The funds were awarded in 2023 to the Minnesota Department of Commerce, the lead applicant in the JTIQ initiative that also involves the Great Plains Institute and the two RTOs. However, the department in early October included the $464 million grant on a list of projects that it intended to terminate. (See DOE Terminates $7.56B in Energy Grants for Projects in Blue States.)

Suskie said conversations continue between DOE and parties to the initiative. NTCs have been awarded to Omaha Public Power District and Evergy for the JITQ projects, he said, giving them the obligation to move forward with their portions of the projects and making them eligible for cost recovery.

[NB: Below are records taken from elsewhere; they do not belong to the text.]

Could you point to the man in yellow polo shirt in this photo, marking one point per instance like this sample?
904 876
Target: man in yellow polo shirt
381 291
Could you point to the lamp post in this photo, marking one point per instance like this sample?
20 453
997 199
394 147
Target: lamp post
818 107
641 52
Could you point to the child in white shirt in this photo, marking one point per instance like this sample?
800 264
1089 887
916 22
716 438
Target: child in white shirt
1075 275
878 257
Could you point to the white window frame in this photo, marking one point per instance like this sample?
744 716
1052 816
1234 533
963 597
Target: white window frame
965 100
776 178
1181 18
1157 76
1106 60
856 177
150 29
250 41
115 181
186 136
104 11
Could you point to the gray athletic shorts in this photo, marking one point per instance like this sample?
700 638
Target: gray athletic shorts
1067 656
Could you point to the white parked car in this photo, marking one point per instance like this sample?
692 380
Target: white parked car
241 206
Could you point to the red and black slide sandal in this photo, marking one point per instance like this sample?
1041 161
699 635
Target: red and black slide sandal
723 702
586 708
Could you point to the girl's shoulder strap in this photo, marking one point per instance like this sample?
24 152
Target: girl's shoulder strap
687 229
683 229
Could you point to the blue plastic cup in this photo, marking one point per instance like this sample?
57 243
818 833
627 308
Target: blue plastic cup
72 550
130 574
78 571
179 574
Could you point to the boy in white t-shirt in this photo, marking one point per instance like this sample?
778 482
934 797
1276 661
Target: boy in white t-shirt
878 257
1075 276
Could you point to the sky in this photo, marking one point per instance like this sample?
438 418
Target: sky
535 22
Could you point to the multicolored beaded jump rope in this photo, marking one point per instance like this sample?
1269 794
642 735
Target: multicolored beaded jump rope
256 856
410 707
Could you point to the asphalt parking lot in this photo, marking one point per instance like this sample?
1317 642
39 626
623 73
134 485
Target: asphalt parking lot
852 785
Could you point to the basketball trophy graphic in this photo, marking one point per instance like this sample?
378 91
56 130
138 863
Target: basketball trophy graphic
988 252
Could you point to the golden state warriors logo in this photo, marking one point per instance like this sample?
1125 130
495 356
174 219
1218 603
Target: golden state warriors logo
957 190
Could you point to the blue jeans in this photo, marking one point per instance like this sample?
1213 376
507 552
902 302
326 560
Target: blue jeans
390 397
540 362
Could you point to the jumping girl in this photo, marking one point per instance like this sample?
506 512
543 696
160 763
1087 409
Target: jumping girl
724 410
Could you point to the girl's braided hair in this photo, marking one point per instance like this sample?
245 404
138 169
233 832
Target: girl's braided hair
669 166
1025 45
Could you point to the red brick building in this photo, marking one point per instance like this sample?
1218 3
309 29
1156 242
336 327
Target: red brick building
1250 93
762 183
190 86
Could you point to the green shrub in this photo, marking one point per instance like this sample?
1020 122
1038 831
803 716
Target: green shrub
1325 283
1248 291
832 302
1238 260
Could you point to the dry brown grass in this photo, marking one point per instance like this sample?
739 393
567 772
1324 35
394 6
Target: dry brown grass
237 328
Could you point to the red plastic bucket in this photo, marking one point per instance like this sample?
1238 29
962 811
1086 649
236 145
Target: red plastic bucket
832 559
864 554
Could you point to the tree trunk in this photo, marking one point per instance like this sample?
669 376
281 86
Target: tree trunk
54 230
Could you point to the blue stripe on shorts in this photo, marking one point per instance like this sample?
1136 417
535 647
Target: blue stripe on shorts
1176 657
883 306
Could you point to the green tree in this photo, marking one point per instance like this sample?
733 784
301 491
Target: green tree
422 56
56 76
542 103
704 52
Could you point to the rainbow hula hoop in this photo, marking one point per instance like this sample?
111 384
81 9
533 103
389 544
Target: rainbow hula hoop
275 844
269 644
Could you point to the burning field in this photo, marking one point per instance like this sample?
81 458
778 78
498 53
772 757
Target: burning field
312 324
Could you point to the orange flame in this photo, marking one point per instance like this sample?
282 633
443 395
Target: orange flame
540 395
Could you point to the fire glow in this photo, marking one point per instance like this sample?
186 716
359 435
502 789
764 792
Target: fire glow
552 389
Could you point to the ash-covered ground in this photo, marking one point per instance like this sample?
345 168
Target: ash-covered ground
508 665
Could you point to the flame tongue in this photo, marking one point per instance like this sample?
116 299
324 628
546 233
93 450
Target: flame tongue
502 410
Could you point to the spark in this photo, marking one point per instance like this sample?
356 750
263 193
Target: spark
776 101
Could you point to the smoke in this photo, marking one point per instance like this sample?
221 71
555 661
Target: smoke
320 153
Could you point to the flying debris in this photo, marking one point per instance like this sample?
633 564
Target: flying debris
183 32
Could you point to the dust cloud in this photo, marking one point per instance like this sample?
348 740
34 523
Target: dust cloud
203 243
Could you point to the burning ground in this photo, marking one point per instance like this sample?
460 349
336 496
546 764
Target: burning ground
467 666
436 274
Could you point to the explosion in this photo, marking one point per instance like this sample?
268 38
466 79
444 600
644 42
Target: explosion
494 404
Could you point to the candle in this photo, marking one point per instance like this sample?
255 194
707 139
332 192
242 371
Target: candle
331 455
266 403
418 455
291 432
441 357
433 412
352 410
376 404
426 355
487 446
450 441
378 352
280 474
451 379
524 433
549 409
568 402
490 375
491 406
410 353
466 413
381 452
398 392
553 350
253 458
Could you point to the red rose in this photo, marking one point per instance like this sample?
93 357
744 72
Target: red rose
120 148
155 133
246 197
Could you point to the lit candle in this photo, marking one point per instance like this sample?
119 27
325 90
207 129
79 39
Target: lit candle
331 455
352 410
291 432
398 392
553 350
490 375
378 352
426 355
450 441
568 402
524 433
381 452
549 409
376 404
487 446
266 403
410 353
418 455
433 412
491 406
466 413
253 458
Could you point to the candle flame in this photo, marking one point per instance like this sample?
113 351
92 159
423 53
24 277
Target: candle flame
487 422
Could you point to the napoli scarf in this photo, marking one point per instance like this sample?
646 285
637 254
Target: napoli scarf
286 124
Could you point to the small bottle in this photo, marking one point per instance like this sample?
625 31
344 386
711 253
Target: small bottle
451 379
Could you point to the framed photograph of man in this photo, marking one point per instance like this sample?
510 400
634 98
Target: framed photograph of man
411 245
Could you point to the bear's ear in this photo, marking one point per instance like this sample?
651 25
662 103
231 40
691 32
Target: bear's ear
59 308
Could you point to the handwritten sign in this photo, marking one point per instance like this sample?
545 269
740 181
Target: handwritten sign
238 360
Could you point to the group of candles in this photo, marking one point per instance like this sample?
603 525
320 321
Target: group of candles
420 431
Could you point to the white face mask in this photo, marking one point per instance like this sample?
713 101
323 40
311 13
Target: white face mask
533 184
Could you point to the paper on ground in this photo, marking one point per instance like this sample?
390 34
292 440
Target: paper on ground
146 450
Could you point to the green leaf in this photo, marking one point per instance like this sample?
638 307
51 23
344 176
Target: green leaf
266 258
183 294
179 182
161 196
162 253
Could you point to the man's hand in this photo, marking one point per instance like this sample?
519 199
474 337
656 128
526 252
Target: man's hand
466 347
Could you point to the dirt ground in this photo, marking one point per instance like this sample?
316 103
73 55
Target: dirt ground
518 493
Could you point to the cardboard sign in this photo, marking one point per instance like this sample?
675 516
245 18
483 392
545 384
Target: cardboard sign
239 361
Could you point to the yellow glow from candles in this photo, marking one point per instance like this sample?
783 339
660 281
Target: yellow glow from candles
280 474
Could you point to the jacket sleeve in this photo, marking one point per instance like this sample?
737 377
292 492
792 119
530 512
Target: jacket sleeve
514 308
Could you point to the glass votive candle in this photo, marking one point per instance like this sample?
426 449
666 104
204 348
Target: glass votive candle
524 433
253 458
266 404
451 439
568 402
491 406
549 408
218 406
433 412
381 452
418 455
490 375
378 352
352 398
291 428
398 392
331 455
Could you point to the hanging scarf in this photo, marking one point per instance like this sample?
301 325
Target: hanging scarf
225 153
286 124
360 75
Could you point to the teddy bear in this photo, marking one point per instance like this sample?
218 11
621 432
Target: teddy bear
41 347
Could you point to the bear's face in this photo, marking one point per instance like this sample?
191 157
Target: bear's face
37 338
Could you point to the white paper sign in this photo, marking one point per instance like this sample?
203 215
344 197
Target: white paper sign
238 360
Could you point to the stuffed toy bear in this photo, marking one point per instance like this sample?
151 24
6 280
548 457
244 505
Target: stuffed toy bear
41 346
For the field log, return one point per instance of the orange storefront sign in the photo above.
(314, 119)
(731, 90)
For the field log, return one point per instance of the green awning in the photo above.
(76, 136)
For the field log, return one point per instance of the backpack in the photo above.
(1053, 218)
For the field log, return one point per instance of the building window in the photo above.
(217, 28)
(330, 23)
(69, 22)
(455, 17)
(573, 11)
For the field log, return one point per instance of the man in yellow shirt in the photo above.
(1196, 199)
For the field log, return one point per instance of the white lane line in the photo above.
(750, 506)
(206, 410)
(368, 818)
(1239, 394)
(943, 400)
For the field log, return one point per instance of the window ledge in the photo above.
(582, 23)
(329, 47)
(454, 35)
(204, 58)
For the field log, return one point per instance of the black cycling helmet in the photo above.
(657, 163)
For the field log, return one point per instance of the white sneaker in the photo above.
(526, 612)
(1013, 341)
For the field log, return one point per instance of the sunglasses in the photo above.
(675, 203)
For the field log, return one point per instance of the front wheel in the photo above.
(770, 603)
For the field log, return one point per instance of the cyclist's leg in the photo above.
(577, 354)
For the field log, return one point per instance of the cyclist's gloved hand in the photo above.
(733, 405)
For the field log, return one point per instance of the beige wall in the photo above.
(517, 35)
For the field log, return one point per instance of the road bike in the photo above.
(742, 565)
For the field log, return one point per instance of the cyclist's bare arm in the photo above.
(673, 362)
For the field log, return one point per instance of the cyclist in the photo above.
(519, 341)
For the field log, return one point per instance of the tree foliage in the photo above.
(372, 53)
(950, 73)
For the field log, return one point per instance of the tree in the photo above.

FERC has approved the RTOs’ request to allocate the portfolio’s costs 100% to interconnecting generation assessed on a per-megawatt basis. In doing so, it cited the GRIP funding as one of the “unique set of facts and circumstances of the proposed JTIQ framework.” (See FERC Upholds MISO and SPP’s JTIQ Cost Allocation over Criticism.)

RSC Selects New Leadership

The RSC approved the Nominating Committee’s slate of officers for the 2026 term, with Nebraska’s Chuck Hutchinson succeeding New Mexico’s Patrick O’Connell as president.

Oklahoma’s Kim David will serve as the RSC’s vice president, while Arkansas’ Justin Tate and Missouri’s Kayla Hahn will take the secretary and treasurer positions, respectively.

Randy Pinocci, Montana PSC | © RTO Insider 

O’Connell said it was an honor to have led the committee and its differing points of view.

“We work together to try to get to consensus and focus on the region first,” he said. “That’s not always true in daily life in general, especially these days. This isn’t just professionally a great experience; it’s also kind of a respite from the real world sometimes. I really, on a personal level, really appreciate how the RSC works together, and then I appreciate that SPP allows us to work together in that way.

“So, thank you all for that,” O’Connell said. “Dry your eyes, OK?”

The RSC’s roster grew to 13 with the addition of Montana’s Randy Pinocci. Observing from the audience were Wyoming Public Service Commission Chair Mike Robinson, another potential new member, and New Mexico’s Greg Nibert, who will replace O’Connell on the RSC in 2026.